His career, from the time he left the Metropolitan Opera in 1942, included one year as music director of the Cleveland Orchestra, nine years with the Rochester Philharmonic, part of a year as head of the New York City Opera, and, finally, after many years of guesting and psychiatric analysis, a seven- year term with the Boston Symphony.

After he left Boston in 1969, he settled into a career as senior guest conductor, which seemed to suit his temperament and the patience of the players. He also found time to assume the role of musical conscience in deftly written books that scolded other conductors as well as soloists and arts managers.

Despite the mobility of his career, Leinsdorf left a recording legacy that rivaled those of conductors with long associations with their orchestras. He recorded with the Los Angeles Philharmonic, the Rome Opera, the RCA Italiana Orchestra, the Boston Symphony, the Rochester Philharmonic, the Philadelphia Orchestra, the London Symphony, the Philharmonia, the Chicago Symphony, and two pickup orchestras, the Philharmonic Symphony of London and the Concert Arts Orchestra.

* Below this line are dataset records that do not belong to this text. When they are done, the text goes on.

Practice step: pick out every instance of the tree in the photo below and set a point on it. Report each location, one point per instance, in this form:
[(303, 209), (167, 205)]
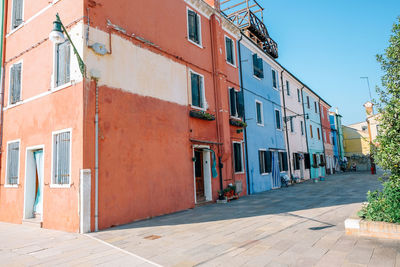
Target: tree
[(387, 153)]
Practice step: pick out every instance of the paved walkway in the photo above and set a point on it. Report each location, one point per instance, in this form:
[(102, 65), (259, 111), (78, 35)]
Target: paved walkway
[(296, 226)]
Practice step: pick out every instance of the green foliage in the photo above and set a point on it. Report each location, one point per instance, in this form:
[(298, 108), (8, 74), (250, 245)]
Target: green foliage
[(384, 206), (387, 151)]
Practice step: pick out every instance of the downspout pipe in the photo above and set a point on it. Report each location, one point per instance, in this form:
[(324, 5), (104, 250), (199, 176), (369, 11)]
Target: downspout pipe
[(96, 161), (286, 124), (244, 117), (305, 128), (4, 5), (322, 130)]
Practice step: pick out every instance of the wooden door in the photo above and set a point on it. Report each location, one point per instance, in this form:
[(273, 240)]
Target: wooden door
[(199, 173)]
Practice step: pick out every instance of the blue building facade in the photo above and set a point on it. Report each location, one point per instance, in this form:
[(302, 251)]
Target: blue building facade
[(266, 152), (314, 134)]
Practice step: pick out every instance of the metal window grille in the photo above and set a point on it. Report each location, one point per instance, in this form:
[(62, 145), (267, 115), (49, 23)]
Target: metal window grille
[(12, 163), (15, 83), (61, 160)]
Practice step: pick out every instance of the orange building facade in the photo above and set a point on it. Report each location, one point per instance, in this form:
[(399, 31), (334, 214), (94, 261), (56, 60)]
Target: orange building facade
[(145, 131)]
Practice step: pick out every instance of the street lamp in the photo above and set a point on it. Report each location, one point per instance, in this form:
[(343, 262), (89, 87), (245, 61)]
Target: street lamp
[(57, 37)]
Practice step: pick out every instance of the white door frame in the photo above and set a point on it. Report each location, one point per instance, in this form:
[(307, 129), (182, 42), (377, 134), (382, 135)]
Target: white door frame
[(206, 172), (28, 178)]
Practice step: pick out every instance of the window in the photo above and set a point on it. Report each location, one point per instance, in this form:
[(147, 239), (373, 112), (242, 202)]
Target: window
[(61, 158), (298, 96), (230, 50), (194, 27), (265, 159), (274, 80), (259, 113), (283, 162), (278, 119), (288, 87), (236, 103), (258, 67), (238, 159), (17, 13), (296, 161), (307, 161), (197, 83), (12, 163), (63, 63), (15, 83), (291, 125)]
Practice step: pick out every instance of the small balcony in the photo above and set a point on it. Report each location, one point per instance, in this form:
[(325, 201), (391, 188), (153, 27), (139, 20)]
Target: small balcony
[(248, 16)]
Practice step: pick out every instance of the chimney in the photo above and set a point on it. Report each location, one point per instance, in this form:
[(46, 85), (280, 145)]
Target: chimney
[(214, 3), (369, 108)]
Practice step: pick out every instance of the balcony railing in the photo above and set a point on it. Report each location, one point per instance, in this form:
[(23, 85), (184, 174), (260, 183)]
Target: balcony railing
[(248, 16)]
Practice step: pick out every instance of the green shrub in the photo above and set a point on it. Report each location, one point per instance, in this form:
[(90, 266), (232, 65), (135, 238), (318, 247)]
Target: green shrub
[(384, 205)]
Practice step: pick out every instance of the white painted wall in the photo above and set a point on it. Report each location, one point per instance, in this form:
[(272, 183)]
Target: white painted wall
[(136, 70)]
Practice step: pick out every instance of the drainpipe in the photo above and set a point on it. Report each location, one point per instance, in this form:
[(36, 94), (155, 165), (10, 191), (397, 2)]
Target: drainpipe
[(96, 163), (305, 128), (286, 123), (4, 5), (244, 117), (322, 130), (216, 100)]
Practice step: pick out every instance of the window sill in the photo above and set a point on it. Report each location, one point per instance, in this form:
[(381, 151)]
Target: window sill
[(15, 30), (196, 44), (58, 88), (11, 186), (58, 186)]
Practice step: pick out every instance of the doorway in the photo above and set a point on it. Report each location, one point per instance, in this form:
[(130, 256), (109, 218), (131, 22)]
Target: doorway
[(202, 174), (34, 183)]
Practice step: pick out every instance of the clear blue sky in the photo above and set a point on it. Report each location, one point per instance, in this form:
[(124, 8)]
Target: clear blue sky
[(330, 44)]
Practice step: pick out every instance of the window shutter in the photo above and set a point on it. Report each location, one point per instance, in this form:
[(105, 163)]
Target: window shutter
[(268, 161), (195, 90), (240, 103), (307, 161), (284, 161), (232, 98), (17, 13), (12, 163)]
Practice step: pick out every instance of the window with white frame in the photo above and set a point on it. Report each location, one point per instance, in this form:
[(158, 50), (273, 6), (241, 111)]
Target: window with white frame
[(194, 27), (259, 113), (12, 163), (265, 160), (288, 87), (238, 157), (278, 119), (258, 67), (236, 102), (298, 96), (62, 158), (63, 63), (197, 84), (274, 79), (15, 83), (17, 13), (230, 50)]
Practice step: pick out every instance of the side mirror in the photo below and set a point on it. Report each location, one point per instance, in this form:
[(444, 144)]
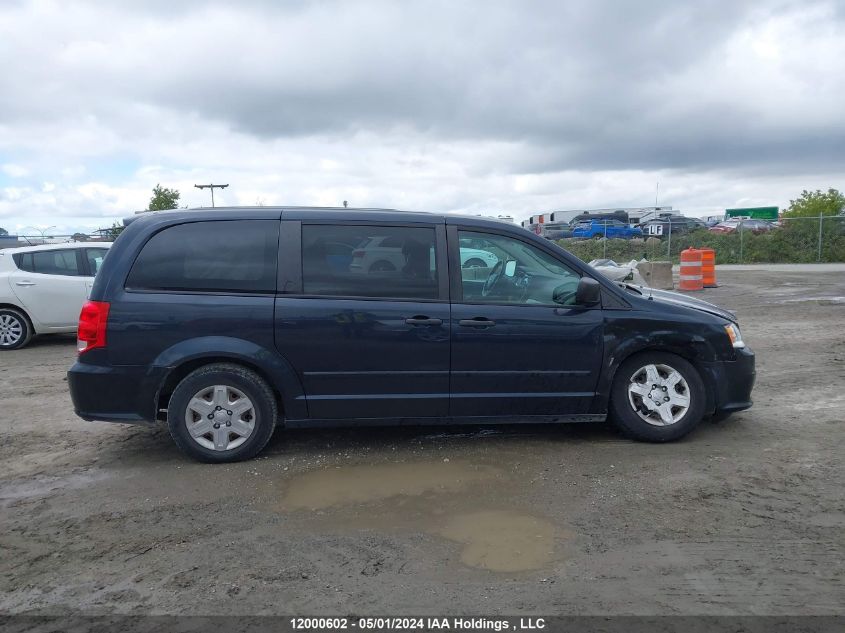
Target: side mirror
[(588, 293)]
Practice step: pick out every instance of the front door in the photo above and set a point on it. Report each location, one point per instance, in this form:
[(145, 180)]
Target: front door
[(520, 345), (368, 331)]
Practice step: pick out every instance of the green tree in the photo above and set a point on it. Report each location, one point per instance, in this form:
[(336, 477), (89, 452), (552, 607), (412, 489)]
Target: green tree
[(163, 199), (816, 203)]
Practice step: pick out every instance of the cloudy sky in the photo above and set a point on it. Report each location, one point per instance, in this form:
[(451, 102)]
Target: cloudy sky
[(480, 106)]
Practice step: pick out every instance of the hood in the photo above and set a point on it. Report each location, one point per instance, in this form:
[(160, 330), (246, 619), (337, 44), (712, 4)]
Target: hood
[(676, 298)]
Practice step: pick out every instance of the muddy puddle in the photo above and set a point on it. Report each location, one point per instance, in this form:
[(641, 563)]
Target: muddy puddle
[(457, 501), (373, 483), (502, 540)]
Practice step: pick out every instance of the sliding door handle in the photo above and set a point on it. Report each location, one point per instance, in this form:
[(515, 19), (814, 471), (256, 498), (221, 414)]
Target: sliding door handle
[(479, 322), (421, 320)]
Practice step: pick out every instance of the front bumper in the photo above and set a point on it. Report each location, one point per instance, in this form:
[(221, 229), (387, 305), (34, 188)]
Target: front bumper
[(114, 393), (732, 382)]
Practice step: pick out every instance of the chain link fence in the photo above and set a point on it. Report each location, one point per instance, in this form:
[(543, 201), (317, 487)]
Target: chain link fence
[(792, 241)]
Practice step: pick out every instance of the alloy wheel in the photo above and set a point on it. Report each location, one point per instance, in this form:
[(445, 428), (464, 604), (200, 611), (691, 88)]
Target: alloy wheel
[(659, 394), (220, 417), (11, 330)]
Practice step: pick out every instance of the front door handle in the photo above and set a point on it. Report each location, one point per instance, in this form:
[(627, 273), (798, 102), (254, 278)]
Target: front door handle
[(421, 320), (479, 322)]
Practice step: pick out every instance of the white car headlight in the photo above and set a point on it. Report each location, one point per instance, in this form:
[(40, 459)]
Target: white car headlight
[(735, 335)]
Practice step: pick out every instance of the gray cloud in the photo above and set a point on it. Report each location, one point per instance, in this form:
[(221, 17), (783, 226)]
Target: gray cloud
[(744, 88)]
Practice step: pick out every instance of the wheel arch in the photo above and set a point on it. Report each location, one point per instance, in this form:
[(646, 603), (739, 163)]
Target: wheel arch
[(17, 308), (269, 365)]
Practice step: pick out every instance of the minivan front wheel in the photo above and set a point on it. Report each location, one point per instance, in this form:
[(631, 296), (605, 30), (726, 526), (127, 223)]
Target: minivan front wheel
[(222, 413), (657, 397)]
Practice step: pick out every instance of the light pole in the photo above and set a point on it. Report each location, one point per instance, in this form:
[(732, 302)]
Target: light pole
[(212, 187)]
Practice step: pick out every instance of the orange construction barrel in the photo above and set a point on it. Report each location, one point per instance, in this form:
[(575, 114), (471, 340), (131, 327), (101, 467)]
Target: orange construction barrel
[(708, 267), (691, 278)]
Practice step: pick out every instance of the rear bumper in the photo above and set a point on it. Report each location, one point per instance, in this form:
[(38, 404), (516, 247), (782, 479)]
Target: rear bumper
[(114, 393), (732, 382)]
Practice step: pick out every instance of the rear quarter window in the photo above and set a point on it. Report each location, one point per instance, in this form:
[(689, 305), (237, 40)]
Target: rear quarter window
[(52, 262), (211, 256)]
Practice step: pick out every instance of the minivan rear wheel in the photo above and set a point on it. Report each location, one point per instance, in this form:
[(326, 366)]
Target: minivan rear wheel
[(657, 397), (15, 329), (222, 413)]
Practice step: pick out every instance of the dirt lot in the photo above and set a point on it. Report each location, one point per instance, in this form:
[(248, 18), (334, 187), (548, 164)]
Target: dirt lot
[(743, 517)]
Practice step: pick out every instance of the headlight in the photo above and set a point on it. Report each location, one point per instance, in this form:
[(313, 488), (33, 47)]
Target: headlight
[(735, 335)]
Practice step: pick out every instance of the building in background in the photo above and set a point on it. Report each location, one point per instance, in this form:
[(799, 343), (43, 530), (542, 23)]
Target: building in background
[(559, 220)]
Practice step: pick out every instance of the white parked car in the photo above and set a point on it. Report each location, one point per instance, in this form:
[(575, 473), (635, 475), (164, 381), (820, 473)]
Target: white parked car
[(42, 288)]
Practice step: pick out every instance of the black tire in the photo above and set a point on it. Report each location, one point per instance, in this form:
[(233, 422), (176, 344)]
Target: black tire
[(230, 375), (628, 420), (19, 321)]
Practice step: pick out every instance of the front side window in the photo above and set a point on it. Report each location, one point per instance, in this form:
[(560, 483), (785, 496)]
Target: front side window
[(58, 262), (521, 275), (214, 256), (369, 261)]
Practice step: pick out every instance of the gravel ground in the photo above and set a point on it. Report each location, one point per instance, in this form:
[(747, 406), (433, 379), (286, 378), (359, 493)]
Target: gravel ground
[(743, 517)]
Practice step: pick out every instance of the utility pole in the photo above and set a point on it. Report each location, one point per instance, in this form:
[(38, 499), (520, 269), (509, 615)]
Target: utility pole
[(212, 187)]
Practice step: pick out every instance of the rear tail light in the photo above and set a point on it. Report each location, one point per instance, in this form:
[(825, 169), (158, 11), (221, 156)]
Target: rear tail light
[(92, 326)]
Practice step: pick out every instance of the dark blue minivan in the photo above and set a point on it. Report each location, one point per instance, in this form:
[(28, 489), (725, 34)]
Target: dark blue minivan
[(223, 323)]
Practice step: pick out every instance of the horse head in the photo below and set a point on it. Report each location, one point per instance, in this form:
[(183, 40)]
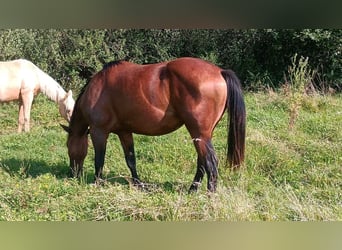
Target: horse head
[(66, 106)]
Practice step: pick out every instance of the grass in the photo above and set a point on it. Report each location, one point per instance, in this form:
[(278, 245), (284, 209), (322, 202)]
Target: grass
[(288, 175)]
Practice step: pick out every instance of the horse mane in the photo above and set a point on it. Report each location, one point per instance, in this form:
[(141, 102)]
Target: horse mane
[(83, 89), (111, 64)]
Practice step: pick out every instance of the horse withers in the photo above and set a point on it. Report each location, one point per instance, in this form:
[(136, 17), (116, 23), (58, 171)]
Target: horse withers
[(22, 80), (156, 99)]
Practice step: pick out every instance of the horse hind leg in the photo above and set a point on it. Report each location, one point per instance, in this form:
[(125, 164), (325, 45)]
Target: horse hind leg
[(99, 140), (206, 163), (127, 144)]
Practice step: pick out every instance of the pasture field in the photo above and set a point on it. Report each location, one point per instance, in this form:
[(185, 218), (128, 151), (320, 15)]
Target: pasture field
[(288, 175)]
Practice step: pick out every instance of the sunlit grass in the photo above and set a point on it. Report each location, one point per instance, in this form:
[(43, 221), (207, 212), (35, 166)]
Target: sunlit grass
[(288, 175)]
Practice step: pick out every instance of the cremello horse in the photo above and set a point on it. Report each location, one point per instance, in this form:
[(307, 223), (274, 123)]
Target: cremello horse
[(22, 80)]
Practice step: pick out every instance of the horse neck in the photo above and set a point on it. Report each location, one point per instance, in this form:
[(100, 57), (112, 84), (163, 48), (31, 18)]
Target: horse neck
[(49, 87), (78, 124)]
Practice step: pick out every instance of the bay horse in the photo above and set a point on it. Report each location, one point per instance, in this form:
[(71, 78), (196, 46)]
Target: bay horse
[(156, 99), (22, 80)]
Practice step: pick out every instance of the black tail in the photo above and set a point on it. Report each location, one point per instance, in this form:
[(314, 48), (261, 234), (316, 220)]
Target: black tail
[(237, 122)]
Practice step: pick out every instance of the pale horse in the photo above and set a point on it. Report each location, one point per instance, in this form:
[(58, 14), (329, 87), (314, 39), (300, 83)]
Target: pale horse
[(22, 80)]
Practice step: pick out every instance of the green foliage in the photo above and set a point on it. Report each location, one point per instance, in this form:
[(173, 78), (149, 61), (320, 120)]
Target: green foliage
[(286, 176), (300, 75), (71, 56)]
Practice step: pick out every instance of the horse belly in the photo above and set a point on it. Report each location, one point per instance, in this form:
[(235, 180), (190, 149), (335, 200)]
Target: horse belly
[(8, 94), (154, 122)]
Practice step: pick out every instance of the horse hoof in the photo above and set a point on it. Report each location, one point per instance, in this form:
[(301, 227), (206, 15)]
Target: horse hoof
[(194, 187)]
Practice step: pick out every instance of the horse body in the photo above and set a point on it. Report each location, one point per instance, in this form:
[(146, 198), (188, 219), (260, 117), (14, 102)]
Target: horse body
[(22, 80), (154, 99)]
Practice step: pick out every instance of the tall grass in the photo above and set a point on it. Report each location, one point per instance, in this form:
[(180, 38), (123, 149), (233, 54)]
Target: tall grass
[(286, 176)]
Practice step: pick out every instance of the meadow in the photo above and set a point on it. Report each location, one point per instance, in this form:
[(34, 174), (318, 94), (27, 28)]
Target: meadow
[(288, 175)]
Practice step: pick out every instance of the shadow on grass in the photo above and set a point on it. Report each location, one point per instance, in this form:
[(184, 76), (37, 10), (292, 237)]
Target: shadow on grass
[(33, 168)]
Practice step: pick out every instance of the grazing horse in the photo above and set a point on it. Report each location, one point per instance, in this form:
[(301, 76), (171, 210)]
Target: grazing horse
[(22, 80), (156, 99)]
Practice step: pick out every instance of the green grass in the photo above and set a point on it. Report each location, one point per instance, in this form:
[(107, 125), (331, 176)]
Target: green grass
[(292, 175)]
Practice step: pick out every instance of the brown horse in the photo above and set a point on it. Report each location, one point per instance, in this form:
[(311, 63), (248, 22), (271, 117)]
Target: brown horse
[(155, 99)]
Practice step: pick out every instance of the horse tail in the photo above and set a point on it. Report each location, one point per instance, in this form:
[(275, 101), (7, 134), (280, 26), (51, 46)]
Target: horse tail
[(237, 119)]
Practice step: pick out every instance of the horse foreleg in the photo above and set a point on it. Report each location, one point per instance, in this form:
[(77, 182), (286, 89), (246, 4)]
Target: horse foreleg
[(21, 117), (206, 161), (127, 143), (27, 104), (99, 140)]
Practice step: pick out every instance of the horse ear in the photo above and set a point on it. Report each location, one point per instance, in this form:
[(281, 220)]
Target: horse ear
[(66, 128)]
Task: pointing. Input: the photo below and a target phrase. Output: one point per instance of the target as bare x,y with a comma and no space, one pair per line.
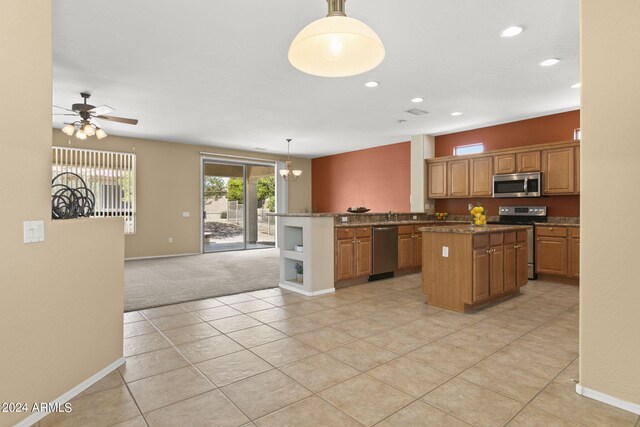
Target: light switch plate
33,231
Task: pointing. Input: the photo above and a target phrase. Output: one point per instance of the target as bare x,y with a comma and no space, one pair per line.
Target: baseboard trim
307,293
161,256
64,398
609,400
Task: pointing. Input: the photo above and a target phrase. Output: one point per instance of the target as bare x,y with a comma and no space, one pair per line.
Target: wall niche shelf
315,235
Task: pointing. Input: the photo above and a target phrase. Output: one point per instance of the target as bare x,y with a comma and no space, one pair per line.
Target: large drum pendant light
336,46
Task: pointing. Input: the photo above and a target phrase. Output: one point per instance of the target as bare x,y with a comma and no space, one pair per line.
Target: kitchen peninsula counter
465,266
466,228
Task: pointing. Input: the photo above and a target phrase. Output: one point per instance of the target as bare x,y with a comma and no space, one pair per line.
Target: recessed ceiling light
549,62
511,31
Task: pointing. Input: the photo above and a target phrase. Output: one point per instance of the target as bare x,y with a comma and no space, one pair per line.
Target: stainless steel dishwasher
385,249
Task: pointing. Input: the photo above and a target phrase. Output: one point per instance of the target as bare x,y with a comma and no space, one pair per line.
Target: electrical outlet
33,231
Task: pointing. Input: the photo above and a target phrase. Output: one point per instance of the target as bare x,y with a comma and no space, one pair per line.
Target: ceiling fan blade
62,108
119,119
100,110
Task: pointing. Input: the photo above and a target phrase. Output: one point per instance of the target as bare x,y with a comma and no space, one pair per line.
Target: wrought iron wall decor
70,197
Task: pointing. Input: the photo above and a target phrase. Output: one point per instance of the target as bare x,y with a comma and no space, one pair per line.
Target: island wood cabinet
516,267
409,247
499,264
462,270
558,251
453,177
353,253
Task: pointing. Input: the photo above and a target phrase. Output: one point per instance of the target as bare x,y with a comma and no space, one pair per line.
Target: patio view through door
236,198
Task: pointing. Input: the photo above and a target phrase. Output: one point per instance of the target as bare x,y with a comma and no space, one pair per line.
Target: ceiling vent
417,112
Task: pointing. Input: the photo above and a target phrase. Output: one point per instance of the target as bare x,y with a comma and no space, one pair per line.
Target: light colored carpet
154,282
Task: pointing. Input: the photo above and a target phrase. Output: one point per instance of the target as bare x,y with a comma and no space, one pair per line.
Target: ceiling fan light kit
86,112
336,46
289,173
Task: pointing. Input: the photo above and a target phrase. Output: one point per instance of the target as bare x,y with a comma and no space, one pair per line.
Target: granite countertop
303,215
406,222
336,215
470,229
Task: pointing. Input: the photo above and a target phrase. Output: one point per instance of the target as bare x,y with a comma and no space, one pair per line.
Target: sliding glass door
236,198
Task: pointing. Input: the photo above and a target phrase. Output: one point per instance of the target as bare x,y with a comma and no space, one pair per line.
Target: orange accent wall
378,178
552,128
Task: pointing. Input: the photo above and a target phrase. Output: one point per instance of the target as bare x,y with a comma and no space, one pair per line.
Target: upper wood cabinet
558,167
458,178
481,176
504,163
528,161
437,176
472,176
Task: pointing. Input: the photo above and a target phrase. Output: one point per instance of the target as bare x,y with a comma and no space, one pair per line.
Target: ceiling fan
85,125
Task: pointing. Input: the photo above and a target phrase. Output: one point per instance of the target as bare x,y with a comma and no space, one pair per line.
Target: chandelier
84,128
336,46
288,173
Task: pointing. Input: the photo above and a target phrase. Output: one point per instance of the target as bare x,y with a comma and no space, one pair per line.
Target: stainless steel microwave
517,185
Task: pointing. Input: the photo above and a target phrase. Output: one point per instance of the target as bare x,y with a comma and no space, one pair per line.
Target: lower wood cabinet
558,251
353,253
409,247
574,253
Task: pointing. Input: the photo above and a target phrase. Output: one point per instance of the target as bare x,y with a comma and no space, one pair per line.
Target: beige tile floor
373,354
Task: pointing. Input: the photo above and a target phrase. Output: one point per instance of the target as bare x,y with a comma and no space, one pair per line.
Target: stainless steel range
525,215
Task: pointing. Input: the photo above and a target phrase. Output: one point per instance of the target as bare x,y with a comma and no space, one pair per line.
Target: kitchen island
464,266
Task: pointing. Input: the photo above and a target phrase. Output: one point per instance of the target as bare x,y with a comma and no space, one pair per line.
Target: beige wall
168,183
610,158
61,300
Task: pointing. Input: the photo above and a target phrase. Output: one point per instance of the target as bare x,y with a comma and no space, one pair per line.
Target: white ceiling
216,72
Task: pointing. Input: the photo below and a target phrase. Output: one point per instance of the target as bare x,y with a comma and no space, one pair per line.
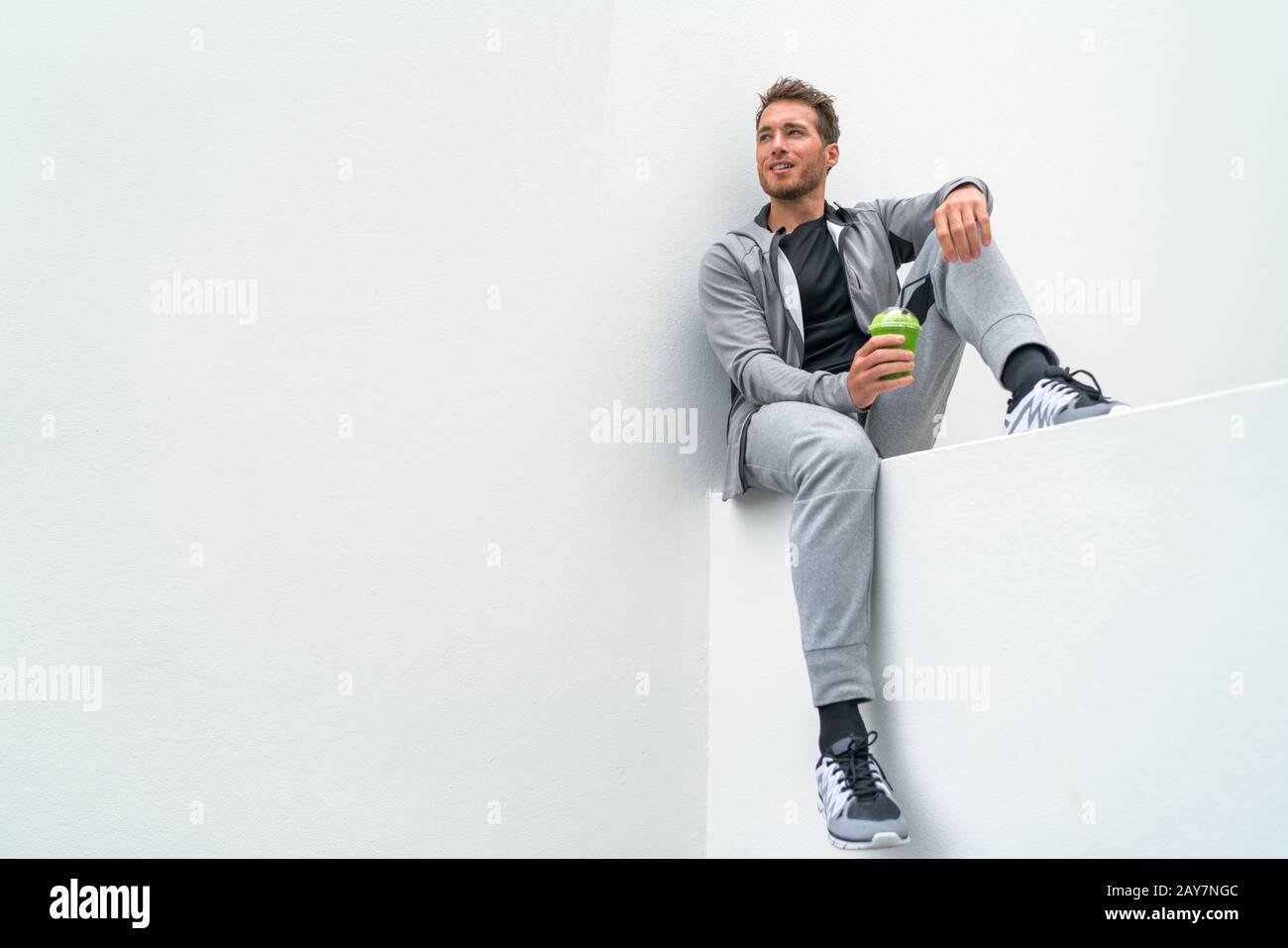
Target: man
786,303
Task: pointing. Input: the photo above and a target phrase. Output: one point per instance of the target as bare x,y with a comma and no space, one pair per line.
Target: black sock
836,720
1022,369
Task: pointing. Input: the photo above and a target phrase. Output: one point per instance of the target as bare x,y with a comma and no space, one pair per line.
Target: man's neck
793,214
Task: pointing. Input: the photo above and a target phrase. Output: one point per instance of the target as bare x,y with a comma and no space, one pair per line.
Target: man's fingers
945,240
971,233
958,231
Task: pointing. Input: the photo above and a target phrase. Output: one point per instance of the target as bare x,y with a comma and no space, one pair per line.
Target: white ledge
1120,579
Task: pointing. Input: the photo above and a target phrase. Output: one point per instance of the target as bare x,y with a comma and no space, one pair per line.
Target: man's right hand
871,363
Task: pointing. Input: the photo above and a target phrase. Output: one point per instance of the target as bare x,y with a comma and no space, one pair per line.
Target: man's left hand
956,224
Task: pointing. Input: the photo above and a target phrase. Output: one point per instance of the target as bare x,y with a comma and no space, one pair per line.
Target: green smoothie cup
900,322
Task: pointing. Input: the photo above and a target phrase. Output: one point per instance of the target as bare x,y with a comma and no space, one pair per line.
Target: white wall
1077,646
531,191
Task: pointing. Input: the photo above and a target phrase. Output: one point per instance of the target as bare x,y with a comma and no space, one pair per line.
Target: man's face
787,134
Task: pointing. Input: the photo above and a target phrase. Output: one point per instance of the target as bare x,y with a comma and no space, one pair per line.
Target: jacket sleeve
735,327
910,220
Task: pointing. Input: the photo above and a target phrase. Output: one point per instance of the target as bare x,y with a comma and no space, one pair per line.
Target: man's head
797,124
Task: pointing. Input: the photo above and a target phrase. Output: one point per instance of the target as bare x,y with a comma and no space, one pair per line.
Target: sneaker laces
1059,389
1067,380
855,771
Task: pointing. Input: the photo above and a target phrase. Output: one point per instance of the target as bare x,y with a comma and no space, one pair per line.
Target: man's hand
871,363
954,223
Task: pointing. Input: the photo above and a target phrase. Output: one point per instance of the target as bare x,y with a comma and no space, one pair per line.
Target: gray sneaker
854,796
1057,398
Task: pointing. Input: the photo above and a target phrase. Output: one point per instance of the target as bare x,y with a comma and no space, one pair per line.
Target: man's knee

His term in Boston resulted in recordings of Beethoven symphonies and piano concertos plus works of Schumann, Tchaikovsky, Dvorak, Smetana, Stravinsky and Strauss. His operatic recordings centered on Puccini and Verdi, rather than the Strauss and Wagner with which he was often associated. In Boston, he sought to correct that with what became an ill-fated recording of Lohengrin.